Cheers to our "talented" literature prize awardee. Your pain his gain !!!

EGY.COM  -  GARDEN CITY

THE FIRST SEMIRAMIS HOTEL

Samir Raafat
Cairo Times, November 13, 1997

97-11-13.2'Monster Cairo Hotel' announced The Egyptian Gazette in its 16 March 1906 issue, referring to the near completion of the new Semiramis Hotel situated in the genteel district of Kasr al-Dubara.

Except for the seasonal Gezira Palace Hotel situated on the Island of Gezirah (ex-Bulak Is.), the Semiramis was Cairo's first Nileside hotel. Hotels' Le Nationale, Grand Continental Savoy, Angleterre and the legendary Shepheards, all in the same elevated category, were either located off Opera Square or on the periphery of Ezbekieh Gardens.

The 'monster' was situated between the palaces of the Khediva Mother--Walda Pasha and that of her daughter Princess Nimet Kamal al-Dine (today Ministry of Foreign Affairs). Also nearby was the old palace of Kasr al-Nil turned into barracks for the British Army of Occupation (today Arab League and Nile Hilton Hotel).

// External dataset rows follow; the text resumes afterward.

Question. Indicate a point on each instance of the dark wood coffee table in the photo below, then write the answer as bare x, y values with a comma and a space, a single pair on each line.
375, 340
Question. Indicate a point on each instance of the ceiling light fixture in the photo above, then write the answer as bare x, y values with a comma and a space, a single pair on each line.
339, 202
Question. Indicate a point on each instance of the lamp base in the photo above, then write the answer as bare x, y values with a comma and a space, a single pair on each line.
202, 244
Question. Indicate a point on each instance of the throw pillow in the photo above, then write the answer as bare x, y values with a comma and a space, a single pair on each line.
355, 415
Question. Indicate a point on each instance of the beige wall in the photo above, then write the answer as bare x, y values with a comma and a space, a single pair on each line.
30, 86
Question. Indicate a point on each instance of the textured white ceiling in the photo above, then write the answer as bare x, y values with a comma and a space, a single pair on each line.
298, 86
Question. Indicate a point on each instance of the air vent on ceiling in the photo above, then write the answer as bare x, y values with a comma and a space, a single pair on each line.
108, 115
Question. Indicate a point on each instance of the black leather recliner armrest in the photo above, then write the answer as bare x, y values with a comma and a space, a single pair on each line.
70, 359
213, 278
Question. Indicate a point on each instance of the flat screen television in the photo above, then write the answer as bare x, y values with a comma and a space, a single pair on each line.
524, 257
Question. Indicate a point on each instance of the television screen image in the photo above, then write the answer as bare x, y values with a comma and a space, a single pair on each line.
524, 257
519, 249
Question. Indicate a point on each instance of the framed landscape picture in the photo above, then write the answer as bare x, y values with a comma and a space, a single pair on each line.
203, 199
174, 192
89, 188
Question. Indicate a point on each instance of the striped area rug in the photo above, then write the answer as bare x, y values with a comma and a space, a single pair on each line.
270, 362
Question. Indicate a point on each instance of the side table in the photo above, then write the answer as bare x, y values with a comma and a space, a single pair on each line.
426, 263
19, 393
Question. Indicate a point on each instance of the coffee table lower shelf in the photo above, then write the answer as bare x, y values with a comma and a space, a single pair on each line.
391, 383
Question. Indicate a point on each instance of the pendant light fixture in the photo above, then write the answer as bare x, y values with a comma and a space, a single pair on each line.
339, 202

The Semiramis was built on part of a 6,000 sq.m. plot owned by real estate baron Moise Cattaui Bey who sold it in February 1905 to Swiss hotelier Bucher-Durrer. Known for his Midas touch Bucher-Durrer in turn sold the property the following year for double the amount to the Société Suisse Eyptienne des Hotels en Egypte which he helped found.

The supervising architect of the six-story hotel was Italian engineer Tuilo Parvis. His cabinet on Madabegh (today Cherif) Street was among the most prominent in Cairo. The project contractor was the Belgian-run firm of Padova, Leon Rollin & Co., well known for their major undertakings across Egypt. Padova-Rollin promised to deliver the 200 room hotel to Bucher-Durrer on 1 January 1907.

True to their word, Padova, Rollin Co. delivered the Edwardian-styled hotel to Bucher-Durrer in time for a meticulously planned but short-lived dry run. Once the ornaments, mirrors, marble columns, Gobelin tapestries, Louis XVI salons, statues and furniture were in place, an official opening was announced for February 7.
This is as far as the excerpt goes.